Tot slot stelt [eiseres sub 1] c.s. dat de uitlating e onder 2.4 niet juist is, dat elk bewijs hiervan ontbreekt en daarmee een verzinsel is dat het maken van de aflevering zou moeten rechtvaardigen. De voorzieningenrechter volgt [eiseres sub 1] c.s. hierin niet.
3.14.
Opvallende elementen aan het geschil tussen [eiseres sub 1] en de opdrachtnemer zijn:
1. dat [eiseres sub 1] pas op 23 februari 2022, dus ruim 7 maanden na het einde van de werkzaamheden, en pas na aanmaningen van de opdrachtnemer om haar facturen te betalen, voor het eerst per brief van haar advocaat stelt dat er sprake is van een wanprestatie aan de zijde van de opdrachtnemer en dat dat de reden is waarom [eiseres sub 1] de facturen van de opdrachtnemer niet hoeft te betalen,
2. dat [eiseres sub 1] in de brief van 23 februari 2022 de opdrachtovereenkomst volledig ontbindt en ook terugbetaling van de betaalde facturen (over de eerste drie maanden) vordert;
3. dat [eiseres sub 1] een schadeclaim van tenminste € 500.000 op de opdrachtnemer stelt te hebben, zonder enige onderbouwing daarvan te geven;
4. en vervolgens dat [eiseres sub 1] in de brief van 23 februari 2022 aangeeft bereid te zijn van deze substantiële tegenvordering af te zien, als de opdrachtnemer ook afziet van haar vordering.
3.15.
In deze context acht de voorzieningenrechter het niet onbegrijpelijk dat BNNVARA hierover zegt dat [eiseres sub 1] c.s. met deze handelswijze de opdrachtnemer intimideert en dreigt met een aanzienlijke tegenvordering.
3.16.
De daaropvolgende vraag is of BNNVARA over feitenmateriaal beschikt waaruit blijkt dat [eiseres sub 1] c.s.
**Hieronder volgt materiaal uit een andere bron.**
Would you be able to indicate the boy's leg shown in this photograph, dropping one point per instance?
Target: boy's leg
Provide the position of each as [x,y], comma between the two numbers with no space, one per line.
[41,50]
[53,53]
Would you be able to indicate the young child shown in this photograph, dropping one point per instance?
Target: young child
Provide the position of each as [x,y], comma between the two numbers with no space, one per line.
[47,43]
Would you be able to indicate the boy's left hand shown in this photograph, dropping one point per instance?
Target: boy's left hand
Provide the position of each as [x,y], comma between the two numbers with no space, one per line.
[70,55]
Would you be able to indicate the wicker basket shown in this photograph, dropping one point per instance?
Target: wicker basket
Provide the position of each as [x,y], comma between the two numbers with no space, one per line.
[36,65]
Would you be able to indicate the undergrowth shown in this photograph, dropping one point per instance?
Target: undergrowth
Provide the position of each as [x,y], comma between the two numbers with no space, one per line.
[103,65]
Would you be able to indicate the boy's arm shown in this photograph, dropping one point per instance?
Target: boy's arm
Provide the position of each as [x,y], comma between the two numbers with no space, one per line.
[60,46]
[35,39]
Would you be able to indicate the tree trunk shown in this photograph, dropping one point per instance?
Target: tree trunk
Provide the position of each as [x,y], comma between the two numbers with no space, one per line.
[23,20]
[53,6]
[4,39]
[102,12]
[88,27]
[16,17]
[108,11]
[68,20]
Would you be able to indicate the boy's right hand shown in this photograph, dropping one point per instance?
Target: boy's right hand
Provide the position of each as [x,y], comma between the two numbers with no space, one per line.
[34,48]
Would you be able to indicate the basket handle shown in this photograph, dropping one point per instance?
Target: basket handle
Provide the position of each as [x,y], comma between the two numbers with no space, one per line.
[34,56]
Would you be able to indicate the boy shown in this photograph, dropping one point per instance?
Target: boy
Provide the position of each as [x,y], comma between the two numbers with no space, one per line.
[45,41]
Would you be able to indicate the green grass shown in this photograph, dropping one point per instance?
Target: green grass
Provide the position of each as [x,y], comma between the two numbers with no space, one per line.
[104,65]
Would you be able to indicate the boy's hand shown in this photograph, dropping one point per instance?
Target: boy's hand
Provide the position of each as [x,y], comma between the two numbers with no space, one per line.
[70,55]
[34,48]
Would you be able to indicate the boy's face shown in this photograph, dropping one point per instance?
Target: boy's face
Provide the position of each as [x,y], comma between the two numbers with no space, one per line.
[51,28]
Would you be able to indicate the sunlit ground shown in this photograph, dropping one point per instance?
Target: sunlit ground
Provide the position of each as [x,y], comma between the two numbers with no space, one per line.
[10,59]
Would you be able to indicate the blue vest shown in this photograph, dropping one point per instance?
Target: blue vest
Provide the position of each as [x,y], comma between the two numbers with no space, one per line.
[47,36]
vakerderden intimideert en tegen hen dreigt, zoals zij bericht in de aflevering (zie de uiting onder 2.4 sub e). Anders dan [eiseres sub 1] c.s. lijkt te betogen geldt dat voor de beantwoording van de vraag of de uitlating voldoende steun vindt in het feitenmateriaal, ook later gebleken feiten die de juistheid van de uitlating ondersteunen, alsnog – achteraf – een rechtvaardiging voor die uitlating kunnen vormen, ook als de feitelijke basis ten tijde van de uitlating zelf, onvoldoende was.
3.17.
BNNVARA heeft verwezen naar een uitspraak van de kantonrechter in een procedure tussen [eiseres sub 1] en een natuurlijk persoon. In die procedure vorderde [eiseres sub 1] circa € 4.000 van een particuliere klant op grond van nakoming van de overeenkomst tot koop van haarstukken. De klant beriep zich op dwaling en vernietiging van de overeenkomst, omdat zij stelde onjuist te zijn geïnformeerd door [eiseres sub 1] op een drietal punten. De kantonrechter ging hierin mee en de vordering van [eiseres sub 1] werd afgewezen. Tijdens de mondelinge behandeling heeft BNNVARA toegelicht dat deze rechtszaak een voorbeeld is van dreigend en intimiderend handelen door [eiseres sub 1] naar particuliere klanten toe. Verder heeft BNNVARA verwezen naar een aflevering van het tv-programma [programma 2] uit 2015 waarin klanten van [eiseres sub 1] klagen over de kwaliteit van de geleverde haarstukken en onverwachte (advies)kosten die zij moesten betalen om eerder gekochte haarstukken te mogen ontvangen. Verder hebben twee oud-werknemers, naast de opdrachtnemer zelf, aan BNNVARA verklaard over een onveilige bedrijfscultuur binnen [eiseres sub 1] door toedoen van [eiser sub 2] , over de opdracht om tegen klanten te liegen / klanten aan het lijntje te houden, over lange levertijden van de haarstukken, over de gebrekkige klantenservice en over de beperkte mogelijkheden voor klanten om afspraken af te zeggen. Deze verklaringen zijn overgelegd in de procedure. Ook heeft BNNVARA een aantal e-mails van klanten van [eiseres sub 1] overgelegd in de procedure, waarin zij klagen over slechte of niet geleverde haarstukken en het niet gecompenseerd worden in de betaling, terwijl zij daar wel recht op menen te hebben.
3.18.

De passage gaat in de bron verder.